Because Beersheba is very sunny most of the year, she did not want to use real wood for the surrounding floor. The different extremes of hot and cold that characterize the area are likely to cause cracks in real wood. It also needs tender loving care to keep it looking good; with the wood-look tiles, a good wash down is all they need.
The same four columns from the porch are repeated at the entrance to the sitting room, creating a gate-like approach to the formal living space.
A wall unit runs the entire length of the room, and includes the television and several horizontal and vertical drawers. Not wanting to spoil the smooth, clean lines of the unit, the architect has not added any handles, and every drawer opens at a touch.
The area above the unit is covered in a 3D brown wallpaper and the color scheme of the room is brown and cream: brown sofas and rug with cream woodwork. To liven up the kitchen, which has a pale yellow Corian work surface, Shamir introduced a flower motif in the form of printed glass panels above the area of the sink and hob.
“The rest of the kitchen is very subdued, so the bright red flowers brighten it up a lot,” she says. The upper cabinets use frosted glass while a glass cup collection of several hundred items is housed high up in cabinets fronted with clear glass, illuminated with ceiling spotlights.
Over the dining table hang four very striking light fittings, made of aluminum strings. The table echoes the wooden kitchen surface and the two separate areas have the same white leather-look chairs, making it easy for the hostess to entertain people for dinner with everyone having a matching chair. One wall has three symmetrical high niches painted in a contrasting color, to provide interest and allow a play of light in the niches.
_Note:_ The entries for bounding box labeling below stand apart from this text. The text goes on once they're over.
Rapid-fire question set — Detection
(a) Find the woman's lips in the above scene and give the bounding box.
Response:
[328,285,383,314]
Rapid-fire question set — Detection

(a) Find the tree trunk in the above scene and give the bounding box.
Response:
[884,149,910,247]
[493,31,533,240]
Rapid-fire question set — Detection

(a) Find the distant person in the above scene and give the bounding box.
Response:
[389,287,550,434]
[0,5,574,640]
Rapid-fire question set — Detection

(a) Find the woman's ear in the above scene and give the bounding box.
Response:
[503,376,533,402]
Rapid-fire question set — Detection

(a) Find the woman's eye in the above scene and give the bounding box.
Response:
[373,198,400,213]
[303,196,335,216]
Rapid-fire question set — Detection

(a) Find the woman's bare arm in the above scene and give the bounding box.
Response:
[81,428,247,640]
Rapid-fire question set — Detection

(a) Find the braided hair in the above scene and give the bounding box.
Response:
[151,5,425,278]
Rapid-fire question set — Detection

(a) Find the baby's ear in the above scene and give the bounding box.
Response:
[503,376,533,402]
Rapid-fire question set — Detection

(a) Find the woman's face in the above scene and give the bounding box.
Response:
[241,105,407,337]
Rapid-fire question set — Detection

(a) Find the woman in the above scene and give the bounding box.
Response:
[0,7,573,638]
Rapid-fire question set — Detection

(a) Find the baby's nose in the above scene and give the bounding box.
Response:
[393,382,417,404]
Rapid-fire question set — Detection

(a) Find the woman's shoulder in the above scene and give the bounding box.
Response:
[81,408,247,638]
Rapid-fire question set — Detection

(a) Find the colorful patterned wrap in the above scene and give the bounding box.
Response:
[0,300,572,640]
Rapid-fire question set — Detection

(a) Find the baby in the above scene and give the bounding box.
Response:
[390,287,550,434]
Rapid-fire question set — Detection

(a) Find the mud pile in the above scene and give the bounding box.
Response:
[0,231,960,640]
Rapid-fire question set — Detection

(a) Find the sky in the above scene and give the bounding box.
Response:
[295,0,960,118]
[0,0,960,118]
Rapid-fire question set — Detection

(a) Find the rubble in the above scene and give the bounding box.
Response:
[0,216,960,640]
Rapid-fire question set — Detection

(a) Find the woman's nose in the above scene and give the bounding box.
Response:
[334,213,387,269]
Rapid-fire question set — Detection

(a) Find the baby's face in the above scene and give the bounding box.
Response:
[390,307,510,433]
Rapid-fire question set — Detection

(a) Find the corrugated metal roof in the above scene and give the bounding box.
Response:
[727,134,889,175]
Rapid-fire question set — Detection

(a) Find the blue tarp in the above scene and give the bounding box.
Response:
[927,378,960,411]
Sliding doors in the master bedroom conceal floor-to-ceiling closets and open to reveal an en-suite bathroom tiled in exotic natural stone in shades of blue, white and gray. The space is used to great advantage, with the entire wall devoted to storage.
For the daughter’s room, Shamir allowed herself to be rather more daring with the color scheme – creating a very pretty room in shades of lilac and blue, with a textured, brightly colored wallpaper, lilac curtains and a thick carpet made from what looks like balls of wool in similar toning shades. The dividing wall to the bathroom has built-in shelves to display a collection of souvenirs.
The hot Beersheba sun might be blazing outside but in the house, all is calm, orderly and soothing to the eye.